Desde su implementación, la UMA sustituyó al salario mínimo como referencia para determinar el monto de obligaciones fiscales, créditos hipotecarios, multas y, de manera relevante, la actualización anual de pensiones, lo que ha desencadenado constantes debates sobre su pertinencia.

De acuerdo con lo publicado en el Diario Oficial de la Federación, desde el 1 de febrero de 2025, el valor diario de la UMA aumentó a $113.14. Este incremento incide directamente en la asignación de prestaciones laborales como vales de despensa, alimentación y habitación, además de modificar los límites para premios de puntualidad y asistencia. 

Asimismo, impacta el cálculo de multas, impuestos y aportaciones al Instituto Mexicano del Seguro Social (IMSS), generando ajustes significativos en las finanzas personales y empresariales.

De la misma forma, la actualización de la UMA modifica el tope máximo del salario base de cotización (SBC) del IMSS, fijado en 25 veces la UMA, alcanzando ahora los $2,828.50 diarios. 

Este ajuste implica cambios en la base de cotización, afectando particularmente a trabajadores con mayores ingresos y a las empresas que deberán aumentar proporcionalmente sus contribuciones patronales. 

Este incremento, aunque basado en la inflación, no siempre refleja el crecimiento real de los ingresos laborales, generando un desfase económico. Por otra parte, las pensiones calculadas bajo el régimen de 1973 del IMSS son una de las prestaciones más afectadas por la UMA. 

Previo a su creación, estas pensiones se actualizaban conforme al incremento anual del salario mínimo, lo que permitía un ajuste más favorable. 

Sin embargo, al ligarse a la UMA, el incremento es menor debido a que esta solo refleja la variación inflacionaria, causando una pérdida gradual en el poder adquisitivo de los pensionados, situación que ha sido denunciada repetidamente por sindicatos y organizaciones civiles.

De hecho, un estudio reveló que en 2017 (primer año de la implementación de la UMA), las pensiones actualizadas con el salario mínimo habrían registrado un incremento de 9.6%, comparado con apenas un 3.3% utilizando la UMA, mostrando claramente cómo esta medida afecta negativamente la calidad de vida de los jubilados. 

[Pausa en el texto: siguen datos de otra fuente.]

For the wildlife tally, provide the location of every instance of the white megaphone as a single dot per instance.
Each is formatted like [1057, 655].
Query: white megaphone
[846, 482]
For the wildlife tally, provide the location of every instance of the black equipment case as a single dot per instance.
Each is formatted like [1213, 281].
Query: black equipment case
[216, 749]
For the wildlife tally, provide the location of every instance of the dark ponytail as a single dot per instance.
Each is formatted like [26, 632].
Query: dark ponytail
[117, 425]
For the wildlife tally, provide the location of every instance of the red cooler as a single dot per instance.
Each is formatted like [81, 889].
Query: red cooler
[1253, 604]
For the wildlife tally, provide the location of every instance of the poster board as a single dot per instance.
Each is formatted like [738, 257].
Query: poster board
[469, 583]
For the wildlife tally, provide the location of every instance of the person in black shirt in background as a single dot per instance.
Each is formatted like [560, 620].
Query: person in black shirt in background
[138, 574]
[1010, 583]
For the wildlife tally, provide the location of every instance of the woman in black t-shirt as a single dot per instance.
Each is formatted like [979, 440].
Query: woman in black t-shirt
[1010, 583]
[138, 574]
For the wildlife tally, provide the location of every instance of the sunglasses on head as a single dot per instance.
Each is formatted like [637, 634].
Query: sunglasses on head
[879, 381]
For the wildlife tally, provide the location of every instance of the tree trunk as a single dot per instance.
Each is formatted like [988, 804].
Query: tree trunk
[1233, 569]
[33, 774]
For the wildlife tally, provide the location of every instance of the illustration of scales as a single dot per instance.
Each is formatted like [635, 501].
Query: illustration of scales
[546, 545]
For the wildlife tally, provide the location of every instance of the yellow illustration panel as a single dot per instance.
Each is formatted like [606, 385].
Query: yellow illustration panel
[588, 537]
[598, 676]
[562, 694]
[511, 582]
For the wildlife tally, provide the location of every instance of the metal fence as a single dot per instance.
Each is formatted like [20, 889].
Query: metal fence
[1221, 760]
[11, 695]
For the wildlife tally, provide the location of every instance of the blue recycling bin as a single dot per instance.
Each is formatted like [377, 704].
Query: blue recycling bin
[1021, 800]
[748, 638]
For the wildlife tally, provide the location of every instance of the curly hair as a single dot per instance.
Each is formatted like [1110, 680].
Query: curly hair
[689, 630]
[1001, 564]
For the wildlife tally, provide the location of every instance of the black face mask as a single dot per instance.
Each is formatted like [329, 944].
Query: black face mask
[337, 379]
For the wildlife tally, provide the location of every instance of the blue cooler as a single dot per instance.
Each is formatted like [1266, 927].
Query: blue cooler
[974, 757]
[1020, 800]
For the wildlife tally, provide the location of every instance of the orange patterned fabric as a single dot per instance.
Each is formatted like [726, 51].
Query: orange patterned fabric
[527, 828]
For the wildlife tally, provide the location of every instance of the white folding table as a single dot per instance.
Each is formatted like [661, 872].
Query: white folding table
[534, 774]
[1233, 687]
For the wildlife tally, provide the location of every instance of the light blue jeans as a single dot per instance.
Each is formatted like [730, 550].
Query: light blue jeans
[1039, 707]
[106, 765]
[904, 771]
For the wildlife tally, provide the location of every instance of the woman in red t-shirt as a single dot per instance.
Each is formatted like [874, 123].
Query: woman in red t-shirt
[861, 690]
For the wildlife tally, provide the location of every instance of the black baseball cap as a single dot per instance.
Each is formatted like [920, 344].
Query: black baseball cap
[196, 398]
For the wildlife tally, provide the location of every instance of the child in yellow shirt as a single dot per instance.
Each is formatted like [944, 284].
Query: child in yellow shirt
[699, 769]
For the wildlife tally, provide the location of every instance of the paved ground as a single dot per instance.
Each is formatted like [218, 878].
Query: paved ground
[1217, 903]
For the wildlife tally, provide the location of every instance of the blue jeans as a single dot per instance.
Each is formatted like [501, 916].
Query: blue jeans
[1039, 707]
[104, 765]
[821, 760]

Estos efectos se han venido haciendo más notorios en los últimos años, debido a que los salarios mínimos se han ido acelerando en mayor porcentaje al estancado ajuste de la UMA, que se basa en la inflación.

Es por eso que mientras en 2025 la mínima garantizada del IMSS con Ley 73 supera los $9,400 pesos, hay viejos pensionados con cobros inferiores a los 5 mil pesos mensuales

Ante estos resultados, distintos sectores han solicitado revisar el uso de la UMA en pensiones para proteger los derechos económicos de millones de trabajadores retirados, señalando que esta problemática podría agravarse si no se toman acciones concretas desde las políticas públicas del país.